Quand les gbakas et wôrôs-worôs gèrent notre argent…

09 octobre 2017 PAR
Pour s’autoproclamer gestionnaire à Abidjan et s’octroyer le droit de réduire, voire vider les bourses des braves populations, il suffit juste d’avoir un véhicule de transport en commun.

Se déplacer à Abidjan coûte cher. Cela fait même l’unanimité. Les nombreuses personnes qui empruntent encore des transports en commun y consacrent souvent jusqu’à 1/3 de leurs revenus mensuels. Mais comme si cela ne suffisait pas, les chauffeurs de transport en commun ont décidé de nous appauvrir un peu plus en fixant des critères ahurissants de détermination du prix des courses. Et si vous pensiez tous aux embouteillages, laissez-moi vous dire qu’ils ont trouvé encore mieux.

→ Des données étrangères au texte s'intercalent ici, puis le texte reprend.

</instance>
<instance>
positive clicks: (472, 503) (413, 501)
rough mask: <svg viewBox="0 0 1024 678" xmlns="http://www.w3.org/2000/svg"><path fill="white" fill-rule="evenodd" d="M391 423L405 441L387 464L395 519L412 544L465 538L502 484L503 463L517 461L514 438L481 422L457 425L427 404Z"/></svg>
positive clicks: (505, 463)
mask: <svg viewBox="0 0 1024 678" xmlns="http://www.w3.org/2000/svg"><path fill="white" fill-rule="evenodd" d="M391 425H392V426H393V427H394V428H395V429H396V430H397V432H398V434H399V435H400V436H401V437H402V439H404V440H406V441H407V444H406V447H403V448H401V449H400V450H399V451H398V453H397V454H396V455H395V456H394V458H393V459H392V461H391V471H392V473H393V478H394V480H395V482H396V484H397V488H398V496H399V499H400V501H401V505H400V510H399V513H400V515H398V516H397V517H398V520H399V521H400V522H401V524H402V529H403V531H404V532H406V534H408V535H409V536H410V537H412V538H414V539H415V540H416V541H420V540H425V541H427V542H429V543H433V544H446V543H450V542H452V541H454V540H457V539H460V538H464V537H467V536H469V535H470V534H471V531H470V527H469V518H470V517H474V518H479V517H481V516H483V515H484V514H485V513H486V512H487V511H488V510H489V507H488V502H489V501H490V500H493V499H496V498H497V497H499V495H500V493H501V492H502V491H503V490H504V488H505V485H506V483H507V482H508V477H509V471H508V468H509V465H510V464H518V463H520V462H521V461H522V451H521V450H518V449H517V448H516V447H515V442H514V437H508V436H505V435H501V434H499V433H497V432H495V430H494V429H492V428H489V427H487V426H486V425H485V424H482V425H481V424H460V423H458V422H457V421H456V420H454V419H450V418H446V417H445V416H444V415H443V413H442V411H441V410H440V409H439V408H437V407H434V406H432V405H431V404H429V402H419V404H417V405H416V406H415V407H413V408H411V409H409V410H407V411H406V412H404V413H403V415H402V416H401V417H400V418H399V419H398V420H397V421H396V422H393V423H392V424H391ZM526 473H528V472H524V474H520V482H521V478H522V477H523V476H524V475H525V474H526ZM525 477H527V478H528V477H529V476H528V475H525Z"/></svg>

La détermination du tarif selon le prix du litre du carburant

Eh oui ! Désormais, il faut aussi compter avec le prix du litre de carburant. Ainsi, quand le prix du litre grimpe, les transporteurs font monter les enchères. Et quand il baisse, les tarifs des transports, eux, ne déclinent pas d’un sou.

Les fractions de trajet

Pour expliquer cette nouvelle combine, deux illustrations s’imposent :

Les wôrôs-wôrôs*

Pour rallier Angré à Cocody en wôrô-wôrô, le tarif officiel est de 300 FCFA. Mais aujourd’hui, on peut pratiquement payer le double du tarif. Pour cause, les transporteurs ont trouvé une belle arnaque : morceler le trajet. Ainsi, aux heures chaudes (heures de pointe notamment), ces véhicules vous prennent à Angré et vous déposent aux II-Plateaux pour la coquette somme de 250 FCFA. Là, vous vous retrouvez à dépenser encore 250 FCFA pour emprunter un autre wôrô-wôrô (sinon le même) pour finir le reste du trajet. Résultat des courses, vous claquez 500 FCFA là où seulement 300 FCFA auraient suffi. 

Les gbakas*

Pour le trajet Adjamé "liberté"-Abobo "gare", qui en principe coûte 200 FCFA, la même stratégie sera appliquée. Vous paierez 200 FCFA pour le mini-trajet Adjamé "liberté"-Plateau Dokui ; puis le même montant du Plateau Dokui à Abobo "gare". Surtout, ne comptez pas sur l’"apprenti" pour vous prendre en pitié ; il exigera plutôt de vous la monnaie exacte avant de monter à bord de "son" véhicule.

Face à tous ces agissements, que faire ? Car bon gré, mal gré, on ne peut se passer de ces nouveaux gestionnaires de nos poches.